Our goal is to assign a bike to each worker. Among the available bikes and workers, we choose the (worker, bike) pair with the shortest Manhattan distance between each other, and assign the bike to that worker. (If there are multiple (worker, bike) pairs with the same shortest Manhattan distance, we choose the pair with the smallest worker index; if there are multiple ways to do that, we choose the pair with the smallest bike index).
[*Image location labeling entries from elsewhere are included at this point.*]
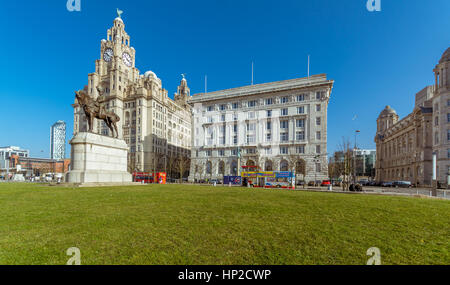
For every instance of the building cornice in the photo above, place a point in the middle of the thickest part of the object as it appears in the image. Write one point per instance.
(307, 82)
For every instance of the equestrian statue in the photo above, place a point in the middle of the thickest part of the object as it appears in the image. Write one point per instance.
(94, 109)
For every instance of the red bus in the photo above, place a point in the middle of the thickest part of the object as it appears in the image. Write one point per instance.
(148, 177)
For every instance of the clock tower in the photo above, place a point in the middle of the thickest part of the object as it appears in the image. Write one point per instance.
(151, 124)
(114, 72)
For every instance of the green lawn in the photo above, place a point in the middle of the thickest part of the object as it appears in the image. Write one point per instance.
(179, 224)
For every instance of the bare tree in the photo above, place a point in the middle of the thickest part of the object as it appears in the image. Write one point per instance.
(200, 167)
(344, 162)
(171, 163)
(183, 163)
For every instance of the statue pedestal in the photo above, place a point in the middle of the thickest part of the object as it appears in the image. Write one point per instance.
(98, 159)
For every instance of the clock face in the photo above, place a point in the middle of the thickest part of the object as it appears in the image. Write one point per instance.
(108, 54)
(126, 59)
We repeat this process until there are no available workers.
The Manhattan distance between two points p1
and p2
is Manhattan(p1, p2) = |p1.x - p2.x| + |p1.y - p2.y|
.
Return a vector ans
of length N
, where ans[i]
is the index (0-indexed) of the bike that the i
-th worker is assigned to.
Example 1:
Input: workers = [[0,0],[2,1]], bikes = [[1,2],[3,3]] Output: [1,0] Explanation: Worker 1 grabs Bike 0 as they are closest (without ties), and Worker 0 is assigned Bike 1. So the output is [1, 0].
Example 2:
Input: workers = [[0,0],[1,1],[2,0]], bikes = [[1,0],[2,2],[2,1]] Output: [0,2,1] Explanation: Worker 0 grabs Bike 0 at first. Worker 1 and Worker 2 share the same distance to Bike 2, thus Worker 1 is assigned to Bike 2, and Worker 2 will take Bike 1. So the output is [0,2,1].
Note:
0 <= workers[i][j], bikes[i][j] < 1000
- All worker and bike locations are distinct.
1 <= workers.length <= bikes.length <= 1000
- Campus Bikes II (Medium)
Hint 1
Sort the elements by distance. In case of a tie, sort them by the index of the worker. After that, if there are still ties, sort them by the index of the bike.
Can you do this in less than O(nlogn) time, where n is the total number of pairs between workers and bikes?